Métal Hurlant saison 2, la folle interview de l'équipe

Simon Riaux | 12 juillet 2014
Simon Riaux | 12 juillet 2014

Guillaume Lubrano, réalisateur et co-producteur de Métal Hurlant chronicles, l'une des séries les plus ambitieuses, décomplexées et détonnantes du PAF, nous a accueilli dans les locaux de France 4, entouré de Frédérique Bel et Kamel Laadaili, deux de ses comédiens émérites. L'occasion de revenir sur le statut de cette production atypique et rafraîchissante, autant que d'aborder quelques sujets inattendus. Au programme, science-fiction, production hexagonale, statut du genre, nudité et masturbation.

Frédérique, nous vous rencontrons pour la première fois dans le cadre de Métal Hurlant Chronicles, comment as-tu rejoint l'équipe?


Frédérique Bel : Déjà je suis une fan de BD, donc je connaissais le projet et j'avais essayé de voir dans quelle mesure je pouvais jouer dedans. Et puis, plus de nouvelles, jusqu'à ce que je croise Guillaume Lubrano à Luchon. Là-bas je lui ai dit : "Appelle-moi, j'adore la science-fiction, je suis plus que motivée par l'idée et c'est aussi pour ça que je fais ce métier". Je trouve que se lever le matin pour aller tuer des zombies, c'est plutôt cool.

Et puis un matin, alors que je ne m'y attendais pas je reçois un message sur Facebook, me proposant de rejoindre un épisode, pour y jouer une brune un peu vénéneuse, ce qui tombait bien parce que je venais de me teindre les cheveux. Du coup il s'est dit : « on va la mettre à poil ! » C'est bien ça que tu t'es dit Guillaume ?

Le personnage m' a bien plu, parce qu'on m'en propose rarement de ce type, genre femme fatale. Et puis aussi parce que c'était en anglais et que j'ai rarement l'occasion de tourner en anglais. Je ne savais pas du tout que j'étais bilingue (rires). Mais ça s'est très bien passé, on avait un excellent coach, ce qui nous a permit de tourner toutes les scènes d'abord en français puis en anglais, ce qui est assez dingue. C'est ça la science-fiction en fait.


Tu n'es pas la première à nous dire, parmi les comédiens français, avoir très envie de s'investir dans un cinéma plus orienté vers le genre...
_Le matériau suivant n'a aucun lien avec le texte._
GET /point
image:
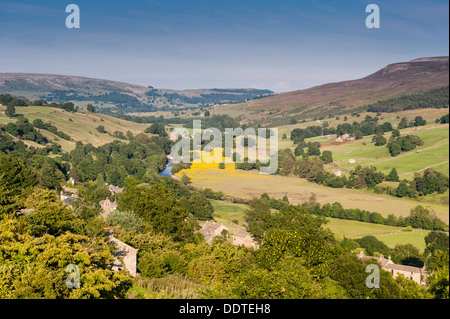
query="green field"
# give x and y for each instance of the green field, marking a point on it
(390, 235)
(252, 184)
(225, 213)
Frédérique Bel :J'ai fait des études de lettres, tout ce qui touche au fantastique m'a toujours passionnée. J'ai toujours été férue de films de SF, de littérature aussi, notamment Asimov et K. Dick, qui est le plus incroyable des auteurs de son époque. Tous ses romans sont des bases de scénars incroyables. Et puis j'ai fréquenté à une époque beaucoup de métaleux, des bikers. Du coup je suis rentré dans leur univers, j'aimais leur musique, leurs looks et tous les liens avec la SF. C'est un univers masculin que j'adore. Il pourrait sembler misogyne, mais finalement non. Les femmes y sont mises en valeur, elles sont belles, on n'est pas là pour être saccagées, comme dans certains films, ou uniquement pour mettre le héros en valeur. On y trouve des héroïnes fortes, comme Wonder Woman...

Il y a une ambivalence dans le genre, qui exige soit des femmes qu'elles s'émancipent et prennent le pouvoir, ou assument totalement un rôle de playmate cyberpunk...


Guillaume Lubrano : C'est vrai que Métal Hurlant et la SF en général font partie de l'inconscient collectif, on a été élevés là-dedans, on s'y retrouve. Ce sont des histoires qu'on a envie de raconter depuis longtemps. C'est pas étonnant que beaucoup de comédiens aient envie de ces univers, ils ont la même culture que nous et ont également envie de varier, de changer d'univers. C'est le force de cette série. On adapte une anthologie, donc je peux me permettre de changer d'approche, d'explorer de nouvelles facettes d'univers voisins. Même si évidemment je travaille à apporter à l'ensemble une cohérence, on a la chance de ne jamais raconter deux fois la même histoire ou de ne pas toujours arpenter le même type de décor.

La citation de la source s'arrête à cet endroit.